Олафсдоттр тем временем перевернула труп на бок, возможно рассчитывая найти оружие под телом, но увидела лишь рану, зиявшую в затылке контрабандиста. «Латная перчатка» выбила тому не только зубы, но заодно и черепную коробку опустошила.
— Сквозная дырень в черепе! — воскликнула конфедератка, наклоняясь и разглядывая рану. — Ударило в мягкое нёбо, прошло через средний мозг и теменную долю, а потом вылетело, разрушив затылочную кость. Что же за оружие такое могло в него выстрелить?
— В товарной накладной оно было обозначено как «принц-лягушка».
— А ты, мальчик, времени не терял! — ухмыльнулась Олафсдоттр. — И что же такое этот «принц-лягушка»?
— Мы точно не знаем. Но у терран есть на этот счет легенда, — ответил человек со шрамами. — Насколько я понимаю, устройство должно было стать ловушкой для Молнара.
Он вновь посмотрел на труп контрабандиста и на зияющую в его черепе рану.
— На твоем месте, увидев, что эта штуковина прыгает неподалеку, я бы не стал пытаться ее целовать.

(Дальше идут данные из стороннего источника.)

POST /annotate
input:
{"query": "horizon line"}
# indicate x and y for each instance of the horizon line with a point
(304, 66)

Ригардо-джи был тупицей — заключил человек со шрамами. Как многим другим жалким болванам, ума ему хватало лишь на то, чтобы понять, как связать А и Б, но стоило добавить пункт В, и он сразу растерялся. Да, контрабандист умел читать между строк и сообразил, что подарок Гарпунного Троса Молнару должен был стать местью за гибель «Веселого антика», но подлому засранцу и в голову не могло прийти, что оружие должно убить своего владельца.

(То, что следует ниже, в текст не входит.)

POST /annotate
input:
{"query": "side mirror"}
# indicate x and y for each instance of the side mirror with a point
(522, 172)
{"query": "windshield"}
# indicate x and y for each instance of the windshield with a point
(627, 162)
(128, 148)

— Значит, — протянула Олафсдоттр, — штуко-ови-на вырвалась на сво-обо-оду.
Конфедератка огляделась и, подойдя к двери, прислушалась. За исключением привычного гула и скрежета двигателей, все было тихо. Бак со свининой, который не было видно от входа, зашипел, и его вентиль с громким лязгом повернулся. Равн, и без того напряженно ловившая каждый звук, дернулась и непроизвольно вскинула шокер.
— Скажи, пока мы не пытаемся поцеловаться с этим… «принцем-лягушкой»… нам ведь не стоит его бояться?
— Я бы не стал на это рассчитывать, — покачал головой Донован. — Его спроектировали так, чтобы Молнару захотелось его поцеловать, но дважды один и тот же трюк бы не сработал. После первого поцелуя устройство должно было искать в его твердыне новые цели… что для властей Гарпунного Троса означает всех живых цинтиан, будь то мужчины, женщины или дети. Та самая бездумная и безжалостная месть, какой славится народ. Абалонцы куда более мягкотелы, и, если хоть словечко об этом просочится в массы, падет далеко не одно национальное правительство. Но рано об этом думать, пока мы сами в западне. Лучше всего вернуться и запечатать все люки, ведущие к основным помещениям судна.